Il bluff cinese è sotto gli occhi di tutti eppure solo qualche mese fa si sprecavano le previsioni di sorpasso della Cina sugli Stati Uniti d’America.

Il punto debole delle previsioni, soprattutto quelle macroeconomiche, è sempre lo stesso: ragionare per progressione aritmetica anzichè con il raziocinio.

La Cina era e resta un paese arretrato, gonfiato per questioni ideologiche interne; del resto è una dittatura comunista.

Che i comunisti, compresi quelli italiani del PD e company, vivano di propaganda non stupisce; lo hanno sempre fatto per coprire le loro povertà.

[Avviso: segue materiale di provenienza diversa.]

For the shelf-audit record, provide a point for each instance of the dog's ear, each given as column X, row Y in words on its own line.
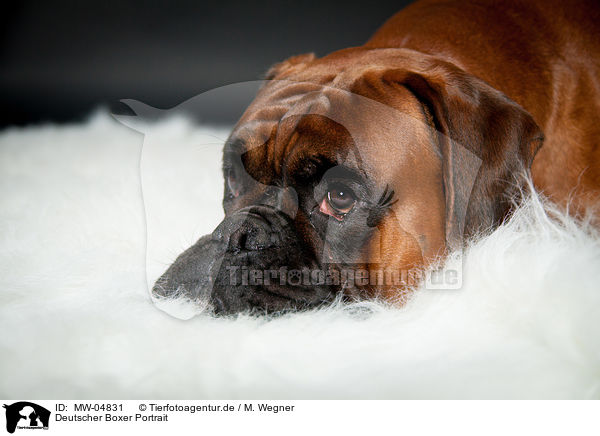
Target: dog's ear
column 289, row 65
column 487, row 143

Ciò che lascia perplessi è l’Occidente che alimenta il proprio nemico.

La Cina è una dittatura, ovvero un sistema politico e militare ostile alla democrazia. Perché s’importa dalla Cina anzichè produrre in Patria?

La parola Patria è poco conosciuta in Occidente e dimenticata in Italia, ma particolarmente viva in ogni nazione comunista compresa la Cina stessa.

Importare dalla Cina vuol dire mancare di rispetto al nostro livello di civiltà nel lavoro e dignità sociale. Ogni manufatto importato rappresenta un lavoro in meno per i nostri figli disoccupati. Qualcuno riesce a capirlo?

Oltre al binomio import dalla Cina e disoccupazione nazionale, che si conferma sempre più stretto, emerge con forza la necessità di DAZI come correttivo.

In ogni cattedra d’economia, di qualsiasi università Occidentale, si è abitualmente molto critici verso i dazi; monotonamente ci si limita alla sterile critica del monopolio e dei dazi all’import dalla Cina.

In realtà il dazio rappresenta una protezione alla civiltà e precisamente quella Occidentale. L’economia, abitualmente, non sa considerare le ricadute sociologiche delle sue scelte.

Il bluff della Cina, che nessuno ha voluto vedere, consiste nell’assenza di quelle strutture di base per essere potenza, tra cui la democrazia oltre alle minime condizioni d’igiene.

La Cina non è e non può essere una potenza semplicemente perché resta miseramente dittatura, ecco in cosa consiste il bluff cinese.

Sarebbe ora di smettere di giocare alla globalizzazione per tornare alla vita seria.